The IMF has been expressing public concern about inequality since 2010, but without translating this into concrete action within the IMF’s own policies and programs, according to research by British political economists Alex Nunn and Paul White.

According to media reports, at Davos 2019, Lagarde singled out inefficient spending on consultants for criticism at an event about funding the current round of sustainable development goals.

She even ordered any representatives of ‘the McKinseys and Boston Consulting Groups’ or any other consultancy firms in the room to listen to her as she delivered an uncomfortable message about their work.

The former French government minister said low-income and emerging-market economies had to raise more revenue themselves domestically and cut white elephant projects and corruption.

She argued the private sector had a key role to play if poorer countries were to ever achieve the 17 development goals set by the UN.

But she warned: “I’m looking around to see whether there are any of the McKinseys and Boston Consulting Groups, and if there are please listen to me.

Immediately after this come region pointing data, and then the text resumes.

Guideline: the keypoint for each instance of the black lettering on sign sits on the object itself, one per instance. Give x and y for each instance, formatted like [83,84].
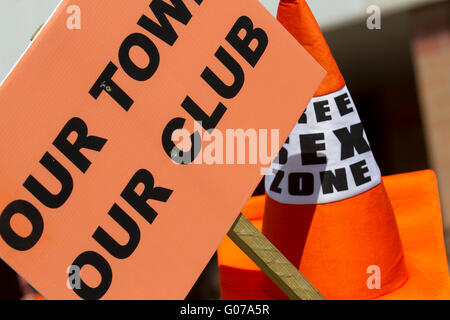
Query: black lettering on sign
[134,71]
[275,185]
[321,108]
[242,45]
[351,140]
[164,29]
[332,180]
[177,155]
[208,123]
[301,183]
[102,266]
[47,198]
[32,214]
[83,141]
[224,90]
[342,103]
[112,246]
[309,148]
[105,83]
[139,201]
[359,170]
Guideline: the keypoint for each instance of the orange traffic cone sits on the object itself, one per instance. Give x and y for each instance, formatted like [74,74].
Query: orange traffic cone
[352,233]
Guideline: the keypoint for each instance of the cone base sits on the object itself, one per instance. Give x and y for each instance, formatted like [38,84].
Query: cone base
[415,201]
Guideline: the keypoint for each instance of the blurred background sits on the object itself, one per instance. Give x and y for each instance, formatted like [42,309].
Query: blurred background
[398,75]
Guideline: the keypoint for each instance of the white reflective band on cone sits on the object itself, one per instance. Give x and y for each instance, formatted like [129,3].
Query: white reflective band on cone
[326,159]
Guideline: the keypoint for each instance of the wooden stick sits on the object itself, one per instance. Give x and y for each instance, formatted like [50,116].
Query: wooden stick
[271,261]
[36,32]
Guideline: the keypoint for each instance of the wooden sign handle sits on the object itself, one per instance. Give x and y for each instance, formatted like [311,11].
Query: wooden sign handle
[271,261]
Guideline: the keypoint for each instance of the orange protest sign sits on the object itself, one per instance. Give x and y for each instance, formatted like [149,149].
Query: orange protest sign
[99,199]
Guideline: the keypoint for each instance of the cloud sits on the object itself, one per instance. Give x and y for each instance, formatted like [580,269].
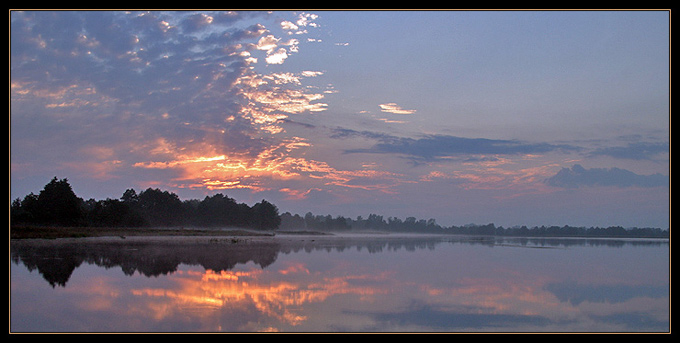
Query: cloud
[394,108]
[634,151]
[578,176]
[439,147]
[168,93]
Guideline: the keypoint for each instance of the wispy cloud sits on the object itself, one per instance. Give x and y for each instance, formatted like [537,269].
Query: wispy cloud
[578,176]
[394,108]
[634,151]
[166,91]
[438,147]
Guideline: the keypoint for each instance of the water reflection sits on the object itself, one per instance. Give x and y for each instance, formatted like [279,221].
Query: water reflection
[340,284]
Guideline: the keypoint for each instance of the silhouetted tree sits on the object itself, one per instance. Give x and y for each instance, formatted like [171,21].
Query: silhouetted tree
[58,204]
[265,216]
[160,208]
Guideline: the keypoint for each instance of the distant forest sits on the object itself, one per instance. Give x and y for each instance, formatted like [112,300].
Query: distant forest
[58,205]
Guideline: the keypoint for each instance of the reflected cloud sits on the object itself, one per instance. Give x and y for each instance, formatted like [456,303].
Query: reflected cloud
[216,284]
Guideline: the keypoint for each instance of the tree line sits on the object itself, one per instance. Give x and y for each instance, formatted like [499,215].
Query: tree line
[378,223]
[58,205]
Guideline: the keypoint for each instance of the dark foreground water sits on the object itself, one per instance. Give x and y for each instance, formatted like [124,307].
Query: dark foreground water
[357,283]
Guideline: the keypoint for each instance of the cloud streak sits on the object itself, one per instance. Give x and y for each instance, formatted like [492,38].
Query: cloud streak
[578,176]
[394,108]
[440,147]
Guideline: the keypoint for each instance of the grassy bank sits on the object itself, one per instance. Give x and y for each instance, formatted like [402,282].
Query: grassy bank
[52,232]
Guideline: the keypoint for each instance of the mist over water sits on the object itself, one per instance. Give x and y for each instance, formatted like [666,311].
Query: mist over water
[342,283]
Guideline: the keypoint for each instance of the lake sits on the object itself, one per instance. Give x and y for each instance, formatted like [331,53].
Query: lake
[340,283]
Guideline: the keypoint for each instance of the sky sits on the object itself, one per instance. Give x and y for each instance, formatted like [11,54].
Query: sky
[506,117]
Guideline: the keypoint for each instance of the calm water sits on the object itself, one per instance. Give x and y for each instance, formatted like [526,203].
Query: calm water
[340,284]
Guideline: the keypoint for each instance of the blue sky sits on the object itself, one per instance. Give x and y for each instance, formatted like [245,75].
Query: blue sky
[510,117]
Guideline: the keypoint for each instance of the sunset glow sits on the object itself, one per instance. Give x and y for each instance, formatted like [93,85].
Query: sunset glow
[400,113]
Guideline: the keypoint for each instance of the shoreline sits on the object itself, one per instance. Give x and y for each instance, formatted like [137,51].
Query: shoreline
[55,232]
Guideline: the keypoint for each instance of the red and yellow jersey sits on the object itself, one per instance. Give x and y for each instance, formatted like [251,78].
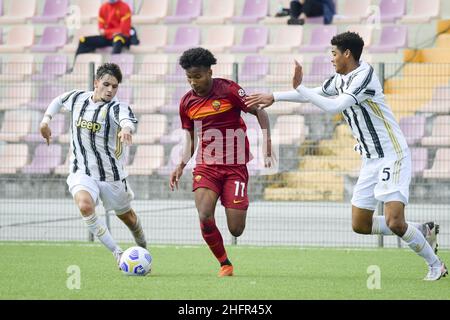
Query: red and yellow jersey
[115,18]
[217,119]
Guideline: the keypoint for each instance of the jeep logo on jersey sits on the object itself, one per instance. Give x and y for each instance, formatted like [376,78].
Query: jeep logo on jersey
[216,104]
[92,126]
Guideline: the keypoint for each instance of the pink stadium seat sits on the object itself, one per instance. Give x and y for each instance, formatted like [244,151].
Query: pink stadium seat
[320,39]
[53,11]
[392,38]
[217,12]
[53,66]
[45,159]
[353,11]
[253,39]
[185,11]
[53,38]
[146,159]
[286,39]
[152,12]
[391,10]
[57,125]
[441,165]
[413,128]
[19,12]
[19,39]
[13,157]
[253,11]
[18,67]
[440,134]
[185,37]
[255,67]
[153,39]
[422,11]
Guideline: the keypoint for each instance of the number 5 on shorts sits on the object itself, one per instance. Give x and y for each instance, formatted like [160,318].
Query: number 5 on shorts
[236,191]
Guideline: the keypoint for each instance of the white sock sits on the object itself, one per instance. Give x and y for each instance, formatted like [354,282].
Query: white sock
[98,228]
[138,234]
[379,226]
[416,241]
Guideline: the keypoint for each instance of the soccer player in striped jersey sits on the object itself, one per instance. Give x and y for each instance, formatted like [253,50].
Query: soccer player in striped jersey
[386,169]
[100,127]
[213,108]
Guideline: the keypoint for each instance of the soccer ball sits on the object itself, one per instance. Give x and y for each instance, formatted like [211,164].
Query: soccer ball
[136,261]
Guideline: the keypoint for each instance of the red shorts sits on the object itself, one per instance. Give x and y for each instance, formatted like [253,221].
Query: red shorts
[229,182]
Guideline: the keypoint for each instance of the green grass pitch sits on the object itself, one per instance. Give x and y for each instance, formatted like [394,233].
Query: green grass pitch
[36,270]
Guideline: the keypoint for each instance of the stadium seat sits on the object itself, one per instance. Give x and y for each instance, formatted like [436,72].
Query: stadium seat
[253,39]
[151,128]
[13,157]
[19,39]
[19,12]
[219,38]
[354,11]
[146,159]
[16,125]
[320,70]
[153,38]
[18,67]
[152,12]
[252,12]
[53,38]
[422,11]
[286,39]
[126,63]
[173,106]
[441,165]
[16,96]
[440,101]
[419,161]
[392,38]
[53,66]
[84,31]
[45,94]
[185,37]
[224,66]
[57,125]
[440,134]
[217,12]
[254,68]
[53,11]
[149,99]
[185,11]
[80,72]
[151,69]
[89,10]
[320,39]
[45,159]
[413,128]
[391,10]
[290,129]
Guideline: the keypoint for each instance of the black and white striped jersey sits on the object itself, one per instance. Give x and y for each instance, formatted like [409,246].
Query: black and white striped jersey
[371,120]
[95,147]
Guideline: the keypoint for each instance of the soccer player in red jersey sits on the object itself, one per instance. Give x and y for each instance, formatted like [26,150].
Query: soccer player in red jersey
[213,107]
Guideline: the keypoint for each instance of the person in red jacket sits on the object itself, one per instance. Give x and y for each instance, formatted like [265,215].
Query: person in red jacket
[114,24]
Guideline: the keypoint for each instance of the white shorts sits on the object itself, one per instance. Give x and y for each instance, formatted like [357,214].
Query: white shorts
[115,195]
[383,179]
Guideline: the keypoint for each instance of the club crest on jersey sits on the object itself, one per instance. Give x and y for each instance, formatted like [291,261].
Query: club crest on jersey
[216,105]
[92,126]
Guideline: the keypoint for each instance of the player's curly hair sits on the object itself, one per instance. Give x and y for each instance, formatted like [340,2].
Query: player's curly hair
[351,41]
[111,69]
[197,57]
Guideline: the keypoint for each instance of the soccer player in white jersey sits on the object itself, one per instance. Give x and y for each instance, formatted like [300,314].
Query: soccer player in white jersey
[386,168]
[100,125]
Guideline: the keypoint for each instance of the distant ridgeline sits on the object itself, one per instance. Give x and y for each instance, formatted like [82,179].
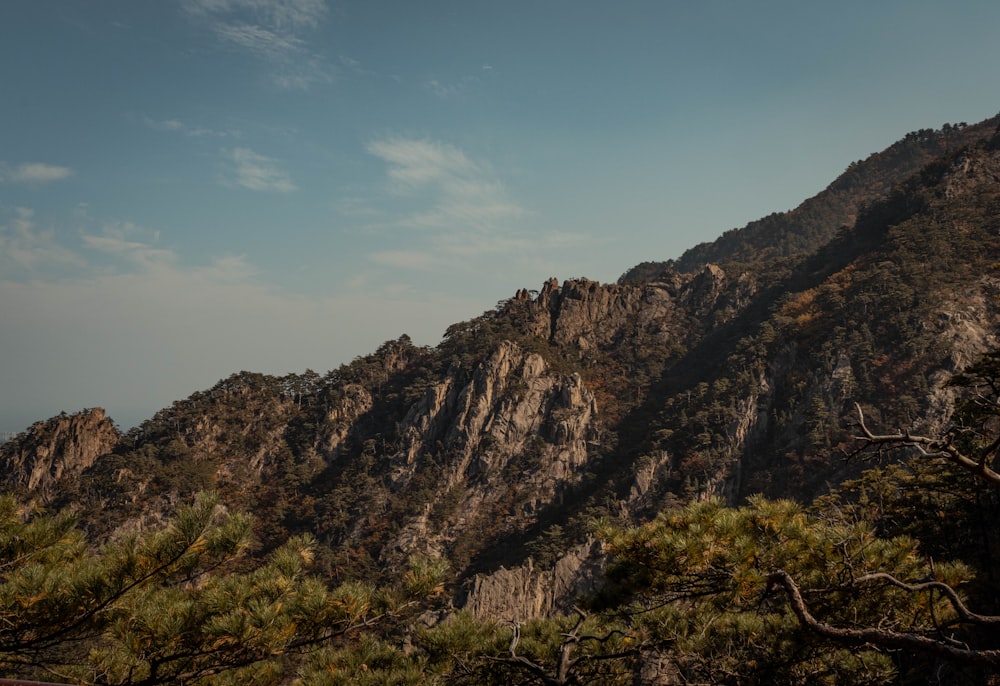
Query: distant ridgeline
[656,465]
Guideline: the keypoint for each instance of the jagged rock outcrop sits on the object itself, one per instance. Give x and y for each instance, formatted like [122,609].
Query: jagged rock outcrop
[525,592]
[726,376]
[514,430]
[54,451]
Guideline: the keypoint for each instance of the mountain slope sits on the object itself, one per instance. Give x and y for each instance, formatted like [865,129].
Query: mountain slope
[810,225]
[585,400]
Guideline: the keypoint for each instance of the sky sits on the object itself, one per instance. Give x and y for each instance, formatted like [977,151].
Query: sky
[191,188]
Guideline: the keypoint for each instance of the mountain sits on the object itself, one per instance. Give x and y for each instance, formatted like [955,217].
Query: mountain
[812,224]
[730,372]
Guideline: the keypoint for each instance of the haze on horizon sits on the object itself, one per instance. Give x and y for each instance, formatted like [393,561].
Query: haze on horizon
[193,188]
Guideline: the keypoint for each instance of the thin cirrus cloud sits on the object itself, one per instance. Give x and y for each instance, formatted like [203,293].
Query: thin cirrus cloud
[178,126]
[458,194]
[26,248]
[34,173]
[255,172]
[274,31]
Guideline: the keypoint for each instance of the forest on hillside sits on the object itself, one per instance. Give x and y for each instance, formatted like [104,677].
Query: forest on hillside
[771,461]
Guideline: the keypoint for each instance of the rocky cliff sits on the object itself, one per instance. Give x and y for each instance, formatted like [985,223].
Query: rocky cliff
[499,447]
[53,452]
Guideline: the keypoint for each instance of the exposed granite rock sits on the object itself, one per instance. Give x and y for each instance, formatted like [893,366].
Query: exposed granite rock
[55,450]
[525,593]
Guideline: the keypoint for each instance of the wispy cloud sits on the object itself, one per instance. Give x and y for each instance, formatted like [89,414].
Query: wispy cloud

“I see many, many low-income countries and emerging-market economies spend millions of dollars commissioning consultants to build their strategy plan. I would recommend some saving be made by taking the 17 principles, the actionable items, and start with that.

“From there, the consultants can actually do their job of putting it into reality. But don’t reinvent it — it’s right there. So much is wasted. That’s part of the inefficient spending that can actually be saved.”

The comments may spark controversy not only in the consultancy industry, but also among critics of the IMF itself. The IMF has a tarnished image in many parts of the world for its heavy-handed promotion of free-market reforms in indebted countries over the past few decades.

The sight of a senior IMF figure now urging developing countries to cut down on their use of imported private sector expertise may raise eyebrows.